It looks as though Thursday, June 28, 2012, will be the last day of the current term of the Supreme Court of the United States (SCOTUS). Look for the Court to issue an opinion on the Affordable Care Act (ACA) by that day.
The biggest debate at the moment surrounds the so-called “individual mandate” that requires everyone to purchase some form of health insurance. The Supreme Court could throw out the controversial individual mandate but allow other portions of the statute to remain. Just how important is the individual mandate? It depends on who you listen to on the mandate issue. Opponents of the ACA have been arguing that without the individual mandate, the ACA shouldn’t survive.
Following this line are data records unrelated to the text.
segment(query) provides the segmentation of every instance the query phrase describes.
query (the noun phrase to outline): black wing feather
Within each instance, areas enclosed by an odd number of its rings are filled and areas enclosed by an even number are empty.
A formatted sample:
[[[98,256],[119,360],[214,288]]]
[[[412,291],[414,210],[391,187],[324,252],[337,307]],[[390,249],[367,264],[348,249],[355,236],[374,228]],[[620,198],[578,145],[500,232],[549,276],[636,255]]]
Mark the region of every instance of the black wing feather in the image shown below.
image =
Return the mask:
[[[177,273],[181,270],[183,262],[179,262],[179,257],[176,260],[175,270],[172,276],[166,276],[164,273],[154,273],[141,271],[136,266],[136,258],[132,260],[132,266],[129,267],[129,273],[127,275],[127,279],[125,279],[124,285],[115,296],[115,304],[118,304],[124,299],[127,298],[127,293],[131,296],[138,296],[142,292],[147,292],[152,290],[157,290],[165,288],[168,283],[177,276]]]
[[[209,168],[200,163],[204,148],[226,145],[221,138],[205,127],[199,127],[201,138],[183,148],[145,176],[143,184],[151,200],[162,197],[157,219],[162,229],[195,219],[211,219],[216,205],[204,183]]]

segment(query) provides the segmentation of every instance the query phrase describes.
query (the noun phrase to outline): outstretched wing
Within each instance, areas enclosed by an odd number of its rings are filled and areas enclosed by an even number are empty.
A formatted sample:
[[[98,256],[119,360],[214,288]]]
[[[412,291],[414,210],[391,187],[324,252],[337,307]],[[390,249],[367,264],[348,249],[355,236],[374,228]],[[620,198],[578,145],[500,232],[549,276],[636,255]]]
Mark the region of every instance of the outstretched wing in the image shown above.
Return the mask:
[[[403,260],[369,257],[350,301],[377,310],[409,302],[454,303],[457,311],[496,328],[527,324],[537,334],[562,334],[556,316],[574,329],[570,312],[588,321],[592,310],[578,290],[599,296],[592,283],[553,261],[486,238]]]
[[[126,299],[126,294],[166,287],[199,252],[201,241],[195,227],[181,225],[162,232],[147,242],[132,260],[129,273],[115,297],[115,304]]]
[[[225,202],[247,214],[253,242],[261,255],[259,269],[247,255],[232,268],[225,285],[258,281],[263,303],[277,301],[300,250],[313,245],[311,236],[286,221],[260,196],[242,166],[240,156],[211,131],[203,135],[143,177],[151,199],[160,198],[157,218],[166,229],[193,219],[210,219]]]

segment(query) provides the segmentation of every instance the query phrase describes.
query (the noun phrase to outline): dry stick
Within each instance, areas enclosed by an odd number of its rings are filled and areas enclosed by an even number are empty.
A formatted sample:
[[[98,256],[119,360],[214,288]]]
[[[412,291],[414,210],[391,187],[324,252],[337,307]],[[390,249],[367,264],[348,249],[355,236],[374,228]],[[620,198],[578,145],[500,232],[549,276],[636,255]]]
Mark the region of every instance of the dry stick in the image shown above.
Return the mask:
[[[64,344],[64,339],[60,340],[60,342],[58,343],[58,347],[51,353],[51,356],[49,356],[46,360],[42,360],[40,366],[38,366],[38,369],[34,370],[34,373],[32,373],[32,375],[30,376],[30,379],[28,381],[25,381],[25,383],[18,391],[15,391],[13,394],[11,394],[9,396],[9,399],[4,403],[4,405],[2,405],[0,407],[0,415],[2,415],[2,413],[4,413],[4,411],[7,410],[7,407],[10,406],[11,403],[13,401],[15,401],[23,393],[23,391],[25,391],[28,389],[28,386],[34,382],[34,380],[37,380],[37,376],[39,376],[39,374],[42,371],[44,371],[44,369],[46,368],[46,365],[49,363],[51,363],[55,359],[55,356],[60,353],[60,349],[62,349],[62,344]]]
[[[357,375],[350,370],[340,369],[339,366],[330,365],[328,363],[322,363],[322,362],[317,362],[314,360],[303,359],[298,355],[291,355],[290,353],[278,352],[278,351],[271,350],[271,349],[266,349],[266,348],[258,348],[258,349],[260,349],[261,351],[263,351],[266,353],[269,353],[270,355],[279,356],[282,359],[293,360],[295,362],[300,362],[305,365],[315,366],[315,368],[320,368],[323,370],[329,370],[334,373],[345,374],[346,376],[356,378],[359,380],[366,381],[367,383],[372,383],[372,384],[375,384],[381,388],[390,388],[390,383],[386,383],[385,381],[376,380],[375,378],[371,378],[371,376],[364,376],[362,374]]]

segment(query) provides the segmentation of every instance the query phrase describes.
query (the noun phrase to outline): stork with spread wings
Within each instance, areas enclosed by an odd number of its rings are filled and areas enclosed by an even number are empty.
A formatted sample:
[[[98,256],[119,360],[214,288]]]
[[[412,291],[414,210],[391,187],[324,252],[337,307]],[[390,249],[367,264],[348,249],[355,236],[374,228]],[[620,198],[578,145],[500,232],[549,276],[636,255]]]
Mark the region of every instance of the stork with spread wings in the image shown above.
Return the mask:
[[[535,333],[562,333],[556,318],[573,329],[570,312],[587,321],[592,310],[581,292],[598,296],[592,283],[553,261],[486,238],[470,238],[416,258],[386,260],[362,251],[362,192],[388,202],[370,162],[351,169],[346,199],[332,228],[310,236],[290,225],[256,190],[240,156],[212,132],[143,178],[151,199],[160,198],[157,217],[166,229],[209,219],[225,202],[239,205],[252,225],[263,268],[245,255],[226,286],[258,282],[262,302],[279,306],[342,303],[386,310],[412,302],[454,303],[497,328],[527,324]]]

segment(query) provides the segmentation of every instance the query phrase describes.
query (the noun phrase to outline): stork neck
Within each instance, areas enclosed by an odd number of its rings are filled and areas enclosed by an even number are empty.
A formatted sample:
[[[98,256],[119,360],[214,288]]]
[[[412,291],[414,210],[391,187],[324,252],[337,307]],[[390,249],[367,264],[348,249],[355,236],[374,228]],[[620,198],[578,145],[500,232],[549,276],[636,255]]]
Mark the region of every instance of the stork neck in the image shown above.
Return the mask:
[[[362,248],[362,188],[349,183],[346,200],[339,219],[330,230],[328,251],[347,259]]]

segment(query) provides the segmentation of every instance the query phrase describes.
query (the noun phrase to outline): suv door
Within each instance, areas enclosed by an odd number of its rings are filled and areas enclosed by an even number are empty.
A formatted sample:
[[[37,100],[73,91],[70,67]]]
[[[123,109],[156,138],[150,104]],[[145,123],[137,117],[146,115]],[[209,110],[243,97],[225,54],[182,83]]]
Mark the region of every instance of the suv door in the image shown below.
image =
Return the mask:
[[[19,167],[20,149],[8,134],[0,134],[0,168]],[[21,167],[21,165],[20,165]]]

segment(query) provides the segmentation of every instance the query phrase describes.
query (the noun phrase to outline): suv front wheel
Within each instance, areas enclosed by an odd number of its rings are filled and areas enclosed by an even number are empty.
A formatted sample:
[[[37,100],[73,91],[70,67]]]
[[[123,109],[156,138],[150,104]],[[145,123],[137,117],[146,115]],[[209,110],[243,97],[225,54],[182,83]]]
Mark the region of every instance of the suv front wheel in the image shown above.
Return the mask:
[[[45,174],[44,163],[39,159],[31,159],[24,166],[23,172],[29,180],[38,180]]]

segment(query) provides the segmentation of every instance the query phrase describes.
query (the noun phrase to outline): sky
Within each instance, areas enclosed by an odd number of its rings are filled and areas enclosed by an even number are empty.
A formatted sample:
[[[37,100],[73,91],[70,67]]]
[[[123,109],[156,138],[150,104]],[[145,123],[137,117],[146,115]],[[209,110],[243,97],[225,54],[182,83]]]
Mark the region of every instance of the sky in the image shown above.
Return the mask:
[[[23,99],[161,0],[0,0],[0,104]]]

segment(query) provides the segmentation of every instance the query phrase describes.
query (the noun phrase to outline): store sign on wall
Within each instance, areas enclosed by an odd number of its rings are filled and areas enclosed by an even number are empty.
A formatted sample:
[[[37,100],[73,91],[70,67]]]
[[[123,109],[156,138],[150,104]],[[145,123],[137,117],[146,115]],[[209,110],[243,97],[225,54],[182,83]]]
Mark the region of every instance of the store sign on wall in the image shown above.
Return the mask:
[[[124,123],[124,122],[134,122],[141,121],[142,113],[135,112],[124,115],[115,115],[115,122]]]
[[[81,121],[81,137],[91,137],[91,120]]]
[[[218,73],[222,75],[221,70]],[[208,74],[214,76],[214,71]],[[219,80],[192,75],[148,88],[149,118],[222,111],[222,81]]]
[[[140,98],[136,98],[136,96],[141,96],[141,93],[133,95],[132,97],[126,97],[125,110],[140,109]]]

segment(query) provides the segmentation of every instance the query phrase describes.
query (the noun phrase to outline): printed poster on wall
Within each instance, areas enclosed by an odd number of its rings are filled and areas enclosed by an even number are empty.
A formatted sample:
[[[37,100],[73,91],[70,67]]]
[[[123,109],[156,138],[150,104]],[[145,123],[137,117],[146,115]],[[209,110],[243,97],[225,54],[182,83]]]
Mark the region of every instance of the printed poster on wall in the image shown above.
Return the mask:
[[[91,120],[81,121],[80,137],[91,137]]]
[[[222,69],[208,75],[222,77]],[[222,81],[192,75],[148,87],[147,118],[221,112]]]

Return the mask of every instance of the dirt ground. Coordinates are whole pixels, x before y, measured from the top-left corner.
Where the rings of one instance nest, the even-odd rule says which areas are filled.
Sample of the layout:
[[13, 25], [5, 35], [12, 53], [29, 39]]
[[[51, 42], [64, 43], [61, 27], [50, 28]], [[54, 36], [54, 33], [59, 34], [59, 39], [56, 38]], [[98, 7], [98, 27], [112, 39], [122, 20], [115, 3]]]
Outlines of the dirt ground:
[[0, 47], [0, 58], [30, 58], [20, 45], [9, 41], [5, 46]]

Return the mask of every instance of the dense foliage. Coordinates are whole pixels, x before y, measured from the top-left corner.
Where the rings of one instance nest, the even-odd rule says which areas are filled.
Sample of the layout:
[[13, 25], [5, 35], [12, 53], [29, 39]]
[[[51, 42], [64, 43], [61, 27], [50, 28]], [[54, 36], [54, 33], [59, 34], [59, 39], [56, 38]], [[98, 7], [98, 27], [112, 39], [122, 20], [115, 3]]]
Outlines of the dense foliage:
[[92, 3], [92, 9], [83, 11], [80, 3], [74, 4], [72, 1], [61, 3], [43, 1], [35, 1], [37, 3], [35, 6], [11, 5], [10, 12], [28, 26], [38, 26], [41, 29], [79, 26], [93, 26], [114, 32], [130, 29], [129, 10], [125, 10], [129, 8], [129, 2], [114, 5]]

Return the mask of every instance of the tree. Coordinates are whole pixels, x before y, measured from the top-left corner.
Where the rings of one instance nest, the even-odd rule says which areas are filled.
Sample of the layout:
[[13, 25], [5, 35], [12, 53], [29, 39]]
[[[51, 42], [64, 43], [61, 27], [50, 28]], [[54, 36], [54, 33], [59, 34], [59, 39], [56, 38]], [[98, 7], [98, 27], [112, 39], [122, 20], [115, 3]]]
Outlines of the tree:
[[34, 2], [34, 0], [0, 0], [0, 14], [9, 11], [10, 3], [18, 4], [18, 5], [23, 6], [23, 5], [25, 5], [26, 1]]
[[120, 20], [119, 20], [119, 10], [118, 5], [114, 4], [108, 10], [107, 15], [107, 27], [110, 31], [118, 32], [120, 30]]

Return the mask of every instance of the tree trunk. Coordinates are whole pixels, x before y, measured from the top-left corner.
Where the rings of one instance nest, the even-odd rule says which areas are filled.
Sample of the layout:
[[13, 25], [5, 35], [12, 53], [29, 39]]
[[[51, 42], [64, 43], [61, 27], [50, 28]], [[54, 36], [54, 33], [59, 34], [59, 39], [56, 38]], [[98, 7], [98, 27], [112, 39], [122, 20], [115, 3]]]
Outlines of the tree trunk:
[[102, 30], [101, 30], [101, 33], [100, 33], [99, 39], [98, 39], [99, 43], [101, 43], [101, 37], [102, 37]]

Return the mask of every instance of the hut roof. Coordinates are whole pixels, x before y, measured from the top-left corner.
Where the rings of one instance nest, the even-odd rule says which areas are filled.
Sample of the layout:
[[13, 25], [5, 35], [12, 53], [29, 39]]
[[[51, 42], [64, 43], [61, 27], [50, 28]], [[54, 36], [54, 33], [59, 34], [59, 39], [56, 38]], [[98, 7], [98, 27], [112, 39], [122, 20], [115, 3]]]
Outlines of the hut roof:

Conversely, ACA supporters are downplaying the mandate’s importance, focusing instead on the expanded healthcare coverage they assert was the intent of the legislation.
Can the United States achieve healthcare reform without the mandate? It’s impossible to know, but as we await the SCOTUS ruling, political spin is in overdrive on both sides of the Congressional aisle. Regardless of the SCOTUS ruling, there can be no debate that we need to do something to slow out-of-control healthcare spending in this country. Mechanisms must be put into place to determine the clinical value of the tools, tests, and procedures we use in the delivery of healthcare. To truly improve health outcomes while controlling costs, we need to get off the “more is better” merry-go-round and embrace comparative effectiveness reviews.